Некоторые из них, а также их союзники из «демократов-перебежчиков» даже именовали себя белыми и от имени белых «замирялись» с коммунистами, или объединялись с ними в «Объединенную оппозицию» (как 1992–1993 гг. группировки Астафьева, Аксючица и др.). Подобными тенденциями было наполнено и «казачье» движение, видные деятели которого под бурные аплодисменты заявляли, что «партийный билет казачьему атаману не помеха», а позже под сетования о том, что «нас пытаются снова расколоть на белых и красных», поднимали на щит разного рода отщепенцев, воевавших в гражданскую войну на стороне большевиков. Между тем Белое движение, возникшее в свое время в защиту уничтоженной России, по самой своей сущности было прежде всего движением антисоветским и размежевание красных и белых проходило именно по линии отношения к советскому режиму и всему комплексу советского наследия. Если для одних 7 ноября был главным государственным праздником, то для других — «Днем Непримиримости», и сделать из этой даты «День согласия и примирения», как пытался ельцинский режим, было совершенно невозможно. «Объединенная оппозиция» в действительности представлала собой не объединение не правых с левыми, а левых — с левыми, изображающими из себя правых; не союз «белых и красных» (что в принципе невозможно), а союз красных с такими же красными, но «национально окрашенными» (что совершенно естественно). Опубликованное в связи с этим в конце 1994 г. заявление «Белая эмиграция против национал-большевизма» (в России его опубликовали, в частности, «Независимая газета» (25.10.1994), «Экспресс-хроника» (1.11.1994), «Новый Мир» (1995, №1), подписанное последними оставшимися в живых участниками гражданской войны, их потомками и руководителями всех основных белоэмигрантских организаций с изложением позиции Белого движения, нанесло весьма чувствительный удар по претензиям национал-большевизма говорить от имени наследников исторической российской государственности.
В национал-большевистской публицистике просматривалась также тенденция оседлать монархическую идею и с её помощью сделаться судьею между белыми и красными (как если бы они сами были не одной из сторон, а чем-то потустороннем, высшим по отношению к ним), а в конце 90-х годов, оставив поползновения на «заединство» с эмиграцией они прямо выступили против Белого движения, обвинив его в «масонстве» и «феврализме», а себя подавая как наследников монархии.
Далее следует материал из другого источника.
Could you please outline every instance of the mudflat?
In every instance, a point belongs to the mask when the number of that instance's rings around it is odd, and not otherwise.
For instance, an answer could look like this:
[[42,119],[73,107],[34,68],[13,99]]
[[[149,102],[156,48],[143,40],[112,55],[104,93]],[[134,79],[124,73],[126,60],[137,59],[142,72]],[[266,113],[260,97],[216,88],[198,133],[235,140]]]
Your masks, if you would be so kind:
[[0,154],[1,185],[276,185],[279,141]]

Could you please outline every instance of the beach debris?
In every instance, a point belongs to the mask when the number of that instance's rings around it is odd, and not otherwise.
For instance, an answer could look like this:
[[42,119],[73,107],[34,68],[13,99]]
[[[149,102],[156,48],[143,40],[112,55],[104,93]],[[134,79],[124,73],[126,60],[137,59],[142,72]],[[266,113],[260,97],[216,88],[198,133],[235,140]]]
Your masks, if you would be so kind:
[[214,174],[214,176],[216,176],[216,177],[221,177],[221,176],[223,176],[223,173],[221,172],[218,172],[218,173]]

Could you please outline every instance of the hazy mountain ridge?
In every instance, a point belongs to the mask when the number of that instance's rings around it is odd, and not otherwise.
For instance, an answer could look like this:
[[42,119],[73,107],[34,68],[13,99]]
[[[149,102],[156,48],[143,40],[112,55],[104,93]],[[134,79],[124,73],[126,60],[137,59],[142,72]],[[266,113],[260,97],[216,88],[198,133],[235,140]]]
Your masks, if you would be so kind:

Попытки национал-коммунистов поставить себя «правее» Белого движения и зачислить в свои ряды «самых крайних» монархистов, противопоставив их Белому движению, да ещё опираясь на них, обличать антисоветские взгляды, выглядели весьма забавно в свете того, что те деятели, которые действительно были правее Белого движения в целом, во-первых, сами все к нему принадлежали (составляя его крайне правый фланг), а во-вторых (и это главное), они-то как раз и были самыми лютыми ненавистниками Совдепии (если более либеральные и левые элементы эмиграции в 1941–1945 гг. могли позволить себе «оборончество» или рассуждения о «двойной задаче» то монархисты, а особенно такого толка, воевали в составе разных антисоветских формирований).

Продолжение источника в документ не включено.